We were soon joined by a drunken old man who decided to become our mascot. I never did determine if he was a man who was always drunk or if he was just drunk this particular day because there was going to be a wedding at the village where we were heading. I'm kinda thinking the former... Anyway, he decided he was going to be our guide and he was constantly rushing us along, calling out, "Ba, ba, ba" (c'mon, let's go!) whenever he thought we were going too slowly, which was most of the time.
We hiked along through the jungle and I was surprised at how dry it was. I guess when I think jungle, I think of what I saw in Kauai, Hawaii last February -- super lush and dripping and muddy. However, as I mentioned before, this is the dry season and both Nat and Cort confirmed that it hadn't rained there since October! So the trees were tall and there were lots of vines and bushes but there were also dry leaves on the ground everywhere and the trail was dusty.
"Ba, ba, ba!" said our self-annointed guide. Then as we started uphill, he started complaining, loudly. I felt badly for Nikki because he was either right in front or right behind her most of the uphill. Nat translated as the old man kvetched, "It's too hard. Why are you going this way? Why are we going up? Let's go around the other way. I don't want to go this way!" Keep in mind, he didn't need to go with us at all!
The uphill was pretty steep. As mentioned earlier, there aren't any switchbacks so it was pretty much straight up and we were keeping a good pace as everyone in the group was younger than us and seemed pretty fit. Poor Nikki was suffering, her lungs trashed from being sick the previous few days. She suffered a pride-bruising slip and scratched her wrist, but she made it to the top! We met up with another group and decided to rest and let everyone recover. Our mascot decided we were too slow and carried on with the other group. It was definitely more peaceful after he left!

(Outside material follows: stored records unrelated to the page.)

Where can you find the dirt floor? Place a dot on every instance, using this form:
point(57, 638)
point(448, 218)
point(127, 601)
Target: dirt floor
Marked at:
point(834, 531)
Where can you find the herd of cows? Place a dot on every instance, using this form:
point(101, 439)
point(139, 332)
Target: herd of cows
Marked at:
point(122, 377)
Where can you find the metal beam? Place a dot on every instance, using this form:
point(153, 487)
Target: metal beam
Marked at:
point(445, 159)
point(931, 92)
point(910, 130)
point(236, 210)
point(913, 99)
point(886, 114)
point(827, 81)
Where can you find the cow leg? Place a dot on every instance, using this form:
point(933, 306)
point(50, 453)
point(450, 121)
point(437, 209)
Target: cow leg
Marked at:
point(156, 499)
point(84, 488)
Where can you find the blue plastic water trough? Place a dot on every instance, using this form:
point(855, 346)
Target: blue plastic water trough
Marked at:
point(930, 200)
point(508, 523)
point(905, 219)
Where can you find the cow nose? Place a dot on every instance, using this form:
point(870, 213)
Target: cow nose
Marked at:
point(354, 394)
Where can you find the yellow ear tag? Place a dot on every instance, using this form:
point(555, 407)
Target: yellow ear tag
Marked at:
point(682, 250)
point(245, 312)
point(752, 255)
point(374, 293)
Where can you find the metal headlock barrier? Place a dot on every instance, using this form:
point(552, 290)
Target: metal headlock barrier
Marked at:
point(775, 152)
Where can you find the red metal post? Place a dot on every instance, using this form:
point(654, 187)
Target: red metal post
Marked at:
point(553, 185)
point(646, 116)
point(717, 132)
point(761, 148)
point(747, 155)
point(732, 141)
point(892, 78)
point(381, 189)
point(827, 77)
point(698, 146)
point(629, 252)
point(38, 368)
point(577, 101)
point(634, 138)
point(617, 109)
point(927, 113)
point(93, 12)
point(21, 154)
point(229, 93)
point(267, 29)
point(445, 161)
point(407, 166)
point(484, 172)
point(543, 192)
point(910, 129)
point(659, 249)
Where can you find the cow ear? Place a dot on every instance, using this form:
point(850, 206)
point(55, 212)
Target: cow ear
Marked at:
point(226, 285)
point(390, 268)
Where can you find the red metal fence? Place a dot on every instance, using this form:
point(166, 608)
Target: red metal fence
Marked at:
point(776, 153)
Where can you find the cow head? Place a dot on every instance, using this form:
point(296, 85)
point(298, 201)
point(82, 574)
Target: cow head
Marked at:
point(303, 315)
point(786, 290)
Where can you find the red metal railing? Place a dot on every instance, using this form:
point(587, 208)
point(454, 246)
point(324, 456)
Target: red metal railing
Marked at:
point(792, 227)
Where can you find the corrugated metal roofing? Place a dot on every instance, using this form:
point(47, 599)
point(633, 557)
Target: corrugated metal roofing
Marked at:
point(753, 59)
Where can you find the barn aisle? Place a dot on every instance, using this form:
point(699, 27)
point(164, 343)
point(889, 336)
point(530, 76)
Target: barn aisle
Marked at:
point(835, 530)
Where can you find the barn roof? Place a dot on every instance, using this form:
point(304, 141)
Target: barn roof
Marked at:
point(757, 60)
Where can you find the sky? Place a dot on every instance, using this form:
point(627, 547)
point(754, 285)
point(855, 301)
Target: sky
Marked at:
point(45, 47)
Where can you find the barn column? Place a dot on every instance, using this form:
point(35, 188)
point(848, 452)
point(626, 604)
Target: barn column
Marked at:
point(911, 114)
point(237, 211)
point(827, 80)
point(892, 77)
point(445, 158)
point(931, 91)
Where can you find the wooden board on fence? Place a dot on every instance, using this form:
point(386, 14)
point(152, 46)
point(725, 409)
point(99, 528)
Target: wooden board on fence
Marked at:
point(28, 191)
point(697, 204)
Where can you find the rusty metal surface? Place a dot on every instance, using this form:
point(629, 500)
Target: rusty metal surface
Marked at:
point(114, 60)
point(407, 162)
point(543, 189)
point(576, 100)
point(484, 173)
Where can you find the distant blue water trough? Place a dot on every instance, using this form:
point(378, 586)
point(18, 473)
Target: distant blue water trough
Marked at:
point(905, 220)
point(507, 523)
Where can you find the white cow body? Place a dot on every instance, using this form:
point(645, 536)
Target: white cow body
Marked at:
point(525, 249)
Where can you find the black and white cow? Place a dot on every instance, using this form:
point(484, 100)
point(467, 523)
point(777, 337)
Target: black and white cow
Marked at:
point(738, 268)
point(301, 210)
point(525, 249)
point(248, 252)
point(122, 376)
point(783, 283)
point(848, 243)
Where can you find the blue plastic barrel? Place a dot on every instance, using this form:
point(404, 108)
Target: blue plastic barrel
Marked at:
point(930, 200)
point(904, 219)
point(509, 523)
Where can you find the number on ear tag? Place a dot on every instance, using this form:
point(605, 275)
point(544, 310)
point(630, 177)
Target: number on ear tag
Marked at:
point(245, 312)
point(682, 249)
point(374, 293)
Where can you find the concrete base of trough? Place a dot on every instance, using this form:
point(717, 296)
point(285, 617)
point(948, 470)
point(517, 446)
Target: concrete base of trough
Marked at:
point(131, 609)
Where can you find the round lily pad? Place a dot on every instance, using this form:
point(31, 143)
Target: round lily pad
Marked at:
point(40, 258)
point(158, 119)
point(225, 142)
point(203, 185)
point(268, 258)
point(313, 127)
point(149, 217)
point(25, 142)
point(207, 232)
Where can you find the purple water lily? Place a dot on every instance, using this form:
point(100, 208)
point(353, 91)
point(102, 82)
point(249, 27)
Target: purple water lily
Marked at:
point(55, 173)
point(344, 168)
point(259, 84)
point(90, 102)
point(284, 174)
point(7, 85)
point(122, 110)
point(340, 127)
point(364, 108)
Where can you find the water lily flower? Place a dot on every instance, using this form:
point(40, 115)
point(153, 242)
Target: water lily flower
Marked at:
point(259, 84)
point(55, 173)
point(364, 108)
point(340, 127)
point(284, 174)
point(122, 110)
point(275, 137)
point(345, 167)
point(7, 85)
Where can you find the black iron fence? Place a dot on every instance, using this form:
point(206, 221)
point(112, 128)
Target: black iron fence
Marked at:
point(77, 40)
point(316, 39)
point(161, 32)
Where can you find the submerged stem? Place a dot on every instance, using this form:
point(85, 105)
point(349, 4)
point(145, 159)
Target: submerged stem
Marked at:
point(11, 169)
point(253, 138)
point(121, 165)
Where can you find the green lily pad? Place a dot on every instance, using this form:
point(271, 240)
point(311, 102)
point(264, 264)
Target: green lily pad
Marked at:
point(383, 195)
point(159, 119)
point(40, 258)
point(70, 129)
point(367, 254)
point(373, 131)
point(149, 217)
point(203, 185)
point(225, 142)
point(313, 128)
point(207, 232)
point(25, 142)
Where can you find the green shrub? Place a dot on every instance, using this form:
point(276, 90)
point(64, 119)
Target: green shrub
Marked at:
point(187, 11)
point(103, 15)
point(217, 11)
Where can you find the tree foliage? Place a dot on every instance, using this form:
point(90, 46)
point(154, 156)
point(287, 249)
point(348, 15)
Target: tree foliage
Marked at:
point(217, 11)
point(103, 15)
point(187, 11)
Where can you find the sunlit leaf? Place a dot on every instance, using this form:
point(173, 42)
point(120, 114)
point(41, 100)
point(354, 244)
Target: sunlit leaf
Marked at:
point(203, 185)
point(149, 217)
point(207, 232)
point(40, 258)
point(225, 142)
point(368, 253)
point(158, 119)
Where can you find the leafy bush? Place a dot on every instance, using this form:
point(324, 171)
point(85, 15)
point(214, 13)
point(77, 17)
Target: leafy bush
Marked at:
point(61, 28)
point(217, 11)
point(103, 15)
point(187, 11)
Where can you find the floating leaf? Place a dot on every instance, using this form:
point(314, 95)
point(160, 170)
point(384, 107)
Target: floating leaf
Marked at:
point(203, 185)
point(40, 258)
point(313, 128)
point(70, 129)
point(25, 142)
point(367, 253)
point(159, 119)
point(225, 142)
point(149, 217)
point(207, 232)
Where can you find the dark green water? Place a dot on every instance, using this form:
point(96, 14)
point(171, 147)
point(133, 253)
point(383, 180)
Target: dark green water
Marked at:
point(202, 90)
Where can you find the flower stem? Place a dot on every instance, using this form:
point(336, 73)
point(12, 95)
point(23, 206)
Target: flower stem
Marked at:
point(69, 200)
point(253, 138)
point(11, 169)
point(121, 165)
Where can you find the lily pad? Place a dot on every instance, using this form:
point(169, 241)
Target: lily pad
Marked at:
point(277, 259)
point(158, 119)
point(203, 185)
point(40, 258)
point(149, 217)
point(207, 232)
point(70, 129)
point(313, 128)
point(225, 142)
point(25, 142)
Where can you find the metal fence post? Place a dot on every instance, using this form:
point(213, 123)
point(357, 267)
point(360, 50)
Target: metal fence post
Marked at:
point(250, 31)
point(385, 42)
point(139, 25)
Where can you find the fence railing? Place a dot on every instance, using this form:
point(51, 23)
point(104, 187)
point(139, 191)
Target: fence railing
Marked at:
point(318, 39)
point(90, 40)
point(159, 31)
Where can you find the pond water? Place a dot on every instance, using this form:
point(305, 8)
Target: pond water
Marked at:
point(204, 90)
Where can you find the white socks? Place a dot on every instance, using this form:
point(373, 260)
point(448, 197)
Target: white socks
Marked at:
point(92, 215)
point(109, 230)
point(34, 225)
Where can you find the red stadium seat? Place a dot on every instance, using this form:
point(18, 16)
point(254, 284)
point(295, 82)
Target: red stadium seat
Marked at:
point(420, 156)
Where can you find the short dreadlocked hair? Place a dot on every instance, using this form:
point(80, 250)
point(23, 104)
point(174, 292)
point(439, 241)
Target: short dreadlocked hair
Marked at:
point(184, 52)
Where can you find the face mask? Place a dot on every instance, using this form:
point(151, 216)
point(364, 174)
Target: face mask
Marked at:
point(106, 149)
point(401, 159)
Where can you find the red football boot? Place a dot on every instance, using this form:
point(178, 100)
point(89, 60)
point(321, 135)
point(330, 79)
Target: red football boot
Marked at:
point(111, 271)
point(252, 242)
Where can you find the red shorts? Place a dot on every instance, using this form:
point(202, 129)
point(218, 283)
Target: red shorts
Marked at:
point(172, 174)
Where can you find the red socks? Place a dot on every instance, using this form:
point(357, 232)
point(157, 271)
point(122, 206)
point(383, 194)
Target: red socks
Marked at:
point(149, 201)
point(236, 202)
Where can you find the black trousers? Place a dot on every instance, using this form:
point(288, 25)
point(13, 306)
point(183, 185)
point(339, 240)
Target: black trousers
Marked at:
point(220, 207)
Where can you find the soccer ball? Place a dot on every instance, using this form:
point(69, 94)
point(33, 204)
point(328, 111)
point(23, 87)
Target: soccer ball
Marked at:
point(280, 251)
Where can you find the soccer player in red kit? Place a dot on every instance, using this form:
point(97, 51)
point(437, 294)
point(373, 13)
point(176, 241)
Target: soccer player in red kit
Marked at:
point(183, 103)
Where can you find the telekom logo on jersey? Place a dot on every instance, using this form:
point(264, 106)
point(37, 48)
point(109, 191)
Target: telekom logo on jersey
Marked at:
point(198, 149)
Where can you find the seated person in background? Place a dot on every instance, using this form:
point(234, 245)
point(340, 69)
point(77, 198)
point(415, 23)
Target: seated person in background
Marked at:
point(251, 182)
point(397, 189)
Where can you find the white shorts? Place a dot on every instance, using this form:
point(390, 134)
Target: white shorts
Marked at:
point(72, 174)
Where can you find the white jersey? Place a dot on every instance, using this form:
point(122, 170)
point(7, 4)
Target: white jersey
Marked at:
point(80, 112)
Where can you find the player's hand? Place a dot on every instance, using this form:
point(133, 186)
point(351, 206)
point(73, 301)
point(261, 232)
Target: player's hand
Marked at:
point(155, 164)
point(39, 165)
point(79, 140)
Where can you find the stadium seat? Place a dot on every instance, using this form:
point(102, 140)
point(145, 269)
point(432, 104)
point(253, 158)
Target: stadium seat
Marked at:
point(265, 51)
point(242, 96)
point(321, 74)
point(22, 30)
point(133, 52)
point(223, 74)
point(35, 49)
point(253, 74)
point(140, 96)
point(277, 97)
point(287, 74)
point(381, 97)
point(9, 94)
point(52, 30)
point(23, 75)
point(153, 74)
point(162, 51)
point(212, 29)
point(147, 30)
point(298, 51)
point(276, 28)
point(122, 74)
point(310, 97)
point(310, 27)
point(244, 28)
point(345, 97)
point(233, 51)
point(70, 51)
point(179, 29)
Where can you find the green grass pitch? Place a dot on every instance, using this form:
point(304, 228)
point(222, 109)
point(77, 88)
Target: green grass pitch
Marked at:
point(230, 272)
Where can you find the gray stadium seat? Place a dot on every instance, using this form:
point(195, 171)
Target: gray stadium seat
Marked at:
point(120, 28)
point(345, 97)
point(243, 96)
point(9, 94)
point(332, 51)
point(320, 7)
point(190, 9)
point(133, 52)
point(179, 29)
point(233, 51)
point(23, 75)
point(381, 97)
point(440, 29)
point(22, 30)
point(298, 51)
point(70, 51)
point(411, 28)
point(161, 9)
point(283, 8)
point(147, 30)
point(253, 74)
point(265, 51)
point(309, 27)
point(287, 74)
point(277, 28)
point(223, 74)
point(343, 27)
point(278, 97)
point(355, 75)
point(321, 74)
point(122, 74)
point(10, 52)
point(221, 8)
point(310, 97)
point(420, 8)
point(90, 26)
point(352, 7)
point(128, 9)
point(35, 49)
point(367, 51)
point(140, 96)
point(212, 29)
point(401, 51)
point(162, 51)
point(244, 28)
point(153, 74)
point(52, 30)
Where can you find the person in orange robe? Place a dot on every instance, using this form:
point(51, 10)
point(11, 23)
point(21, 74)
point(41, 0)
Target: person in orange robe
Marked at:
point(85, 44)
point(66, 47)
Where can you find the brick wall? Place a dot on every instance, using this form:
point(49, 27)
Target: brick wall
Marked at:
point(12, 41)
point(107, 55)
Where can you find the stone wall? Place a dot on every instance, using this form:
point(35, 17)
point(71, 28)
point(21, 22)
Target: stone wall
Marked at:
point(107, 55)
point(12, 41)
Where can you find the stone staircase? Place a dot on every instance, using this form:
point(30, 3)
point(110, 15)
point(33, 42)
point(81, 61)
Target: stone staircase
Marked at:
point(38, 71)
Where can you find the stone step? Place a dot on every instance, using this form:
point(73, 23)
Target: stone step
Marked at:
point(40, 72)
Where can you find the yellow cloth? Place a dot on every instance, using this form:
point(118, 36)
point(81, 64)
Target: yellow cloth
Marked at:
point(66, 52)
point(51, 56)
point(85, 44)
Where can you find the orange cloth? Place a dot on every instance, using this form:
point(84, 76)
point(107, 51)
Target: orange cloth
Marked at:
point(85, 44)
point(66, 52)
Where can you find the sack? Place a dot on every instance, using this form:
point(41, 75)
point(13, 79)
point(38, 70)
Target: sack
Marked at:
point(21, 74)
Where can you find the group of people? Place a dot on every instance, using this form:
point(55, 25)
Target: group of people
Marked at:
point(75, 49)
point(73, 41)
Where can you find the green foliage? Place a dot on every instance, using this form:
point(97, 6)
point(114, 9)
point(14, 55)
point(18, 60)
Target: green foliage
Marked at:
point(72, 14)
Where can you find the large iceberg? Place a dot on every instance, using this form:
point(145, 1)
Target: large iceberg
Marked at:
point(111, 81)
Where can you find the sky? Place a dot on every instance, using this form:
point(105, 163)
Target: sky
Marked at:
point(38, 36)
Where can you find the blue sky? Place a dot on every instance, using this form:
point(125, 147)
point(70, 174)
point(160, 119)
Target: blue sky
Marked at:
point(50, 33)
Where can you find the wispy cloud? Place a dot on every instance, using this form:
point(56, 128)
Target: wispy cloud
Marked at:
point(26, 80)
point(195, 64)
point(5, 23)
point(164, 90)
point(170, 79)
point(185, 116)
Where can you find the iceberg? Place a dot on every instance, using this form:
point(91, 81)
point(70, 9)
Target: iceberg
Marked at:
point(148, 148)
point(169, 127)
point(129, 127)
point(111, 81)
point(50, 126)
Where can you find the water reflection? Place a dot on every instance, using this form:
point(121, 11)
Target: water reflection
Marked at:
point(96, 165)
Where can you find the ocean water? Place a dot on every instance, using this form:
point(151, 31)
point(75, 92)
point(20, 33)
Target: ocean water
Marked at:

While we were resting, I wandered off the trail for a nature break and as I was returning to the group I saw one of the things Nikki had come to northern Thailand to see -- orchids growing in the wild! I called her over and exhausted though she was, she managed a big smile for the camera and seemed almost glad we had decided to do this silly adventure!
After climbing to the top we headed downhill, off trail through low plants and tall trees. Now Nikki and I saw orchids everywhere! I tried to get Nikki to identify them but she said it's really hard to tell if they aren't blooming and there are over 30,000 different kinds. None of the ones we saw in the wild were blooming and we're not sure when they do, but it was still cool nonetheless.
After the downhill, we wandered through a small valley, walking on the short ridges between the now-dry rice paddies. We passed what Nat said is the world's tallest bamboo (the variety, I assume). It was 30-40 feet tall and evidently grows that much in the 4 months of the rainy season. After that it just grows the leaves and then dies. I guess that's why it's such a great renewable product -- it's so fast-growing and it's very strong! They definitely use it for everything in these small hill villages.
After passing the bamboo and through more rice paddies with cattle grazing in them, we came to a small hill and could see the village where we'd be staying on top. So up we headed to crash a wedding!